Esther Nanyanzi still nurses a broken bone from a fall she had while taking a bath.
“I have used my bathtub for a couple of years and all was well until that fateful evening when I slipped and fell. The pain from the fall is intense and has limited my movements as I cannot walk around my house and garden with ease as I formally did,” she shares.
Dr Franklin Wasswa of Kisiizi Hospital Rukungiri, says risk groups for bathtub accidents are the geriatrics and the paediatrics.
“The elderly, or geriatrics have a higher risk of suffering head injuries than any other group, because as one grows older, their brain shrinks in size inside the skull,” he says.
Owing to this shrinkage, Dr Wasswa says the blood vessels that are attached to the skull and the brain, get taut that any shake of the brain due to a fall will tear or break those blood vessels.
“With that, the person will get a hematoma (blood in between the brain and skull). There are two types; epidural and subdural hematoma and whichever the case, the blood that is gashing into the skull will cause pressure on the brain. This is fatal and can cause death in a few hours if they don’t get medical attention in the right place.” Dr Wasswa says.
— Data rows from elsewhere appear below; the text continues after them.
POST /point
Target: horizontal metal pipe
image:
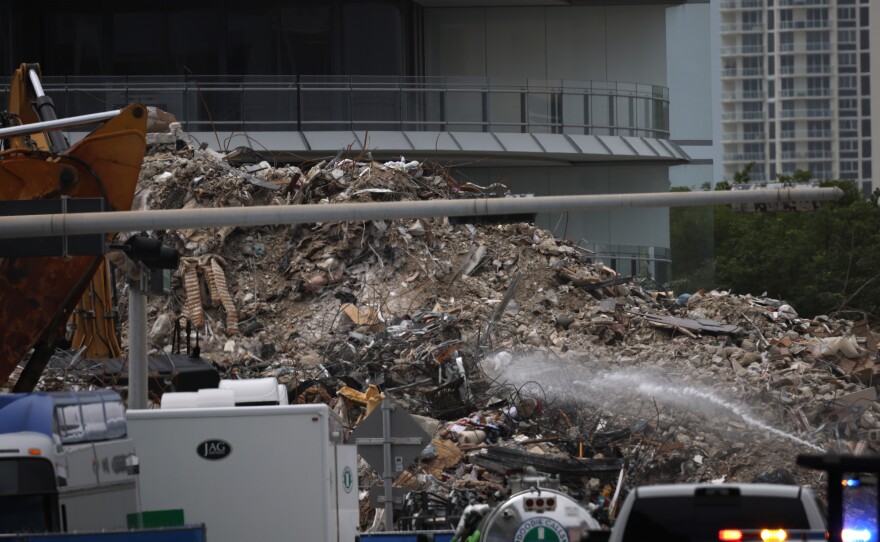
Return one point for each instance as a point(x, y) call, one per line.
point(50, 125)
point(176, 219)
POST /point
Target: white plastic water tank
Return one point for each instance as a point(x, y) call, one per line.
point(210, 397)
point(254, 390)
point(180, 399)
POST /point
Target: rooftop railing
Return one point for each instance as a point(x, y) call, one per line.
point(743, 115)
point(742, 27)
point(742, 72)
point(797, 25)
point(328, 103)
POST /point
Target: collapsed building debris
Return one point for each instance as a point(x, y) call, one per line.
point(519, 350)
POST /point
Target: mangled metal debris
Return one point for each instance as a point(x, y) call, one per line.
point(346, 313)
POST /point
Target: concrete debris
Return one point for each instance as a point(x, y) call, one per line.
point(519, 350)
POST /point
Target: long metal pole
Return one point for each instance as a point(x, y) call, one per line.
point(137, 347)
point(85, 223)
point(49, 125)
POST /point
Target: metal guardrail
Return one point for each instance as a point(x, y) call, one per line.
point(310, 103)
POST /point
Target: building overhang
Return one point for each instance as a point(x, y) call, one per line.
point(479, 148)
point(526, 3)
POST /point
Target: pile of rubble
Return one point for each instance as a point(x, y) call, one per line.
point(516, 349)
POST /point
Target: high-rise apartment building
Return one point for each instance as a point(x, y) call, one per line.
point(549, 97)
point(796, 88)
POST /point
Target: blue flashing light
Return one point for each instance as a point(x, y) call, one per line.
point(856, 535)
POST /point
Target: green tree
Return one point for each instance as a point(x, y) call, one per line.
point(819, 261)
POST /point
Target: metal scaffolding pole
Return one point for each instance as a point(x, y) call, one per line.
point(85, 223)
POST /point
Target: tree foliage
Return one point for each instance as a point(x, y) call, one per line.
point(819, 261)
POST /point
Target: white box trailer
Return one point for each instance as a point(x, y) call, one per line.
point(267, 473)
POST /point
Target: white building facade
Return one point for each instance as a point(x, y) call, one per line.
point(549, 97)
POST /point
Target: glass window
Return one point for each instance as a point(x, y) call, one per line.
point(77, 42)
point(140, 44)
point(307, 34)
point(847, 81)
point(70, 425)
point(195, 43)
point(250, 52)
point(372, 38)
point(94, 422)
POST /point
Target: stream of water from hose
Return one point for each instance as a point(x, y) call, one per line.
point(572, 382)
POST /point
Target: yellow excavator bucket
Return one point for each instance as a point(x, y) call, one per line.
point(38, 295)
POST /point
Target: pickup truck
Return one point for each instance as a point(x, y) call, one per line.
point(715, 513)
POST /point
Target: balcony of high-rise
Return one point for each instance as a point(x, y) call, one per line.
point(805, 24)
point(799, 3)
point(738, 73)
point(737, 137)
point(744, 157)
point(806, 113)
point(738, 116)
point(796, 93)
point(742, 28)
point(805, 134)
point(742, 50)
point(743, 95)
point(807, 155)
point(805, 47)
point(798, 71)
point(741, 4)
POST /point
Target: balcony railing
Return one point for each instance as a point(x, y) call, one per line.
point(742, 4)
point(742, 72)
point(746, 95)
point(736, 136)
point(798, 25)
point(805, 93)
point(742, 27)
point(796, 3)
point(807, 155)
point(742, 50)
point(806, 134)
point(804, 48)
point(804, 113)
point(805, 70)
point(744, 157)
point(328, 103)
point(743, 115)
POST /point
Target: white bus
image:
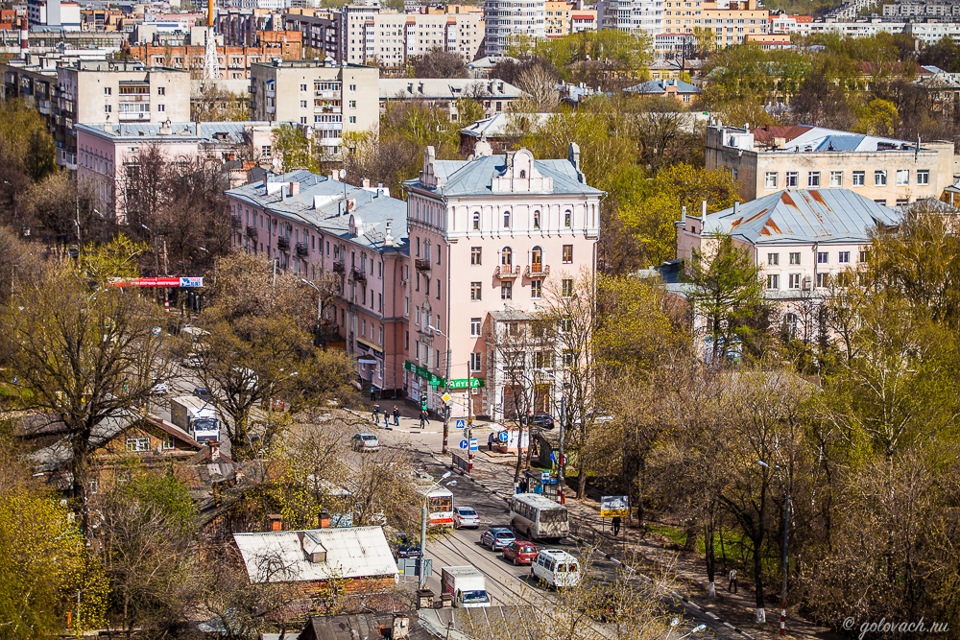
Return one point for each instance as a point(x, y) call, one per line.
point(537, 517)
Dr Boniface Ssegujja Otto, a paediatrician at Children’s Clinic, Naalya, says it is important be attentive inorder to protect a child from bath time hazards,” Ssegujja says.
Injuries among children include drowning, slips and falls due to the slippery surface which can result in head injuries and fractures, burns due to a hot bath, irritation to a child’s sensitive skin from bubble baths and sponges, choking from the use of small bathtub toys (bid soft rubber or plastic is preferred) as well as skin infections from leaving bathtub sponges wet hence breeding bacteria.
Do not leave a child unattended to as it is sometimes tempting to step away to retrieve a forgotten item while the child is in the tub.
“Leaving a child alone for even a few seconds is too long. Therefore, before you draw a child’s bath, make sure that everything you need is within arm’s reach,” Dr Ssegujja says.
He adds that parents need not offer open access to bathrooms because while most parents know that tubs filled with water are dangerous during bath time, they forget that the whole bathroom actually poses a risk to a young child at any time of the day.
“Tubs as well as toilets pose a drowning risk for these children. So it is important to restrict a child’s access to bathrooms by installing locks on bathroom doors and adding latches to toilets.”
Dr Wasswa says you can have rubber mats that have suckers underneath to give the feet some grip hence avoiding slipping.
“There is also need of having handlebars to help the elderly hold and have a better balance when the feet are slippery.”
He advises against filling the tub, since children can drown in as little as three to four inches of water of their face gets submerged.
Toys that retain water just like sponges are a breeding ground for bacteria. Therefore, you need to ensure they are completely drained and dry.
Safety for the elderly
Dr Wasswa also advises having walk-in bathtubs for the elderly as one will not have to lift one leg into or out of the bathtub.
“Having one limb in the tub that is already slippery and the other in motion of taking a step is the most risky part of tubs because when one leg slips the other follows. However, walk-in bathrooms make it easy to have more stability while getting into the bathtub.”
He adds the need of a mechanical hoister to lift geriatrics in and out of a bathtub.
“This makes it easy and safer for them to use the tub without any risk of falling because that hoister will have a chair where they sit while being locked in like a seat belt and all is safe,” he adds.